This was a typical digital polarized society in an underground city that had retained all the chip manufacturing industries from wafers, photolithography, ... to packaging before the natural disaster.

However, the underground city had very few other resources, and any little resource was extremely valuable, which also promoted the development of virtual reality technology.

Everyone could use virtual reality technology to enter the Virtual World, forming a new society within it.
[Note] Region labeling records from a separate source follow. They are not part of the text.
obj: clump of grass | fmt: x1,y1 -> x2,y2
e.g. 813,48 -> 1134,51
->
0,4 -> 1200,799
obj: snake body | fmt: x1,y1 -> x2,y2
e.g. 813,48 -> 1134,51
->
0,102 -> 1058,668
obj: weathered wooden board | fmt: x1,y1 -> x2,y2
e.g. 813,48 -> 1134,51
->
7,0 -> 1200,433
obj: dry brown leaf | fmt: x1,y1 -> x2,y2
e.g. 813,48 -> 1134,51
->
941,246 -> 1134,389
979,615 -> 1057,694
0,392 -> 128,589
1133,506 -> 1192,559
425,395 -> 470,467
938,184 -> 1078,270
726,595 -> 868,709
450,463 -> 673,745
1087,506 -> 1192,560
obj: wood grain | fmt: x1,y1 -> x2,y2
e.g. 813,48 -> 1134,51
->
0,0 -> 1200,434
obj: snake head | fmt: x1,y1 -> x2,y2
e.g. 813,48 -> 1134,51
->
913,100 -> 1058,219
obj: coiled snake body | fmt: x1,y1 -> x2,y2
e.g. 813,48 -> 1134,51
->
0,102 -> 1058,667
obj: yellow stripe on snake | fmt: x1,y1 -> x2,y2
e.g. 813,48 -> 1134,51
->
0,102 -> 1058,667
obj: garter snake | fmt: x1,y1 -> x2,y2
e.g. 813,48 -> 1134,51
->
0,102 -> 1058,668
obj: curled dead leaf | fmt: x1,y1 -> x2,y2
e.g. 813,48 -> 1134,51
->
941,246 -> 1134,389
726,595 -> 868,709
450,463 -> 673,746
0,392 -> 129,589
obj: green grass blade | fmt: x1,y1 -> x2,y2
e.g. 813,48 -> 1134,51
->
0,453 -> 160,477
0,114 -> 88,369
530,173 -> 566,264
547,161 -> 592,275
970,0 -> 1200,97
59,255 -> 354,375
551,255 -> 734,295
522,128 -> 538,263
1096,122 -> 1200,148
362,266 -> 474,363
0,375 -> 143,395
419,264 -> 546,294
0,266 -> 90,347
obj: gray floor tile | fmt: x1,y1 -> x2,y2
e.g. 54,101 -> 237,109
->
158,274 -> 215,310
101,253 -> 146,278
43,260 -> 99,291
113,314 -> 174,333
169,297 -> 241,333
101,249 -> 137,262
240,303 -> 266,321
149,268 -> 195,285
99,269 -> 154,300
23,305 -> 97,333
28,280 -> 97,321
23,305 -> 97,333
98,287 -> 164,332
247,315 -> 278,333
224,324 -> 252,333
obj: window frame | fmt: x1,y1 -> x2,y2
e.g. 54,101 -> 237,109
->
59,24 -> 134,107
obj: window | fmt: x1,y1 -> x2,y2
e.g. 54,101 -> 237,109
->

In the virtual reality, everyone had to study knowledge desperately, and the most valuable thing was all sorts of ideas.

These ideas could be verified through simulation calculations and then given to the upper management for real-world manufacturing verification. Once they proved useful to the upper society, it was an opportunity to change one's fate.

High degrees of intelligence and informationization were not serving humanity; they were constantly collecting and analyzing people's behavioral data, which became an important standard for valuing an individual, with the valueless being eliminated.

Such a society had no crime, no waste; the entire society was a single entity. Any job could be completed efficiently, and it had a very strong crisis response capability, making it a social form very close to that of Trisolaris.

Ding Chang, 28, lived in Underground City Block 59, Branch 179, Level 17, a sturdy space constructed of steel and composite materials.

Ding Chang's residence was a small yet efficient capsule apartment equipped with basic necessities of life.

In the early morning, as the alarm sounded, Ding Chang woke up mechanically from his mattress. As his eyes opened, the room also gradually brightened. Although it was still dim, for someone who had lived underground for a long time, this level of light was acceptable.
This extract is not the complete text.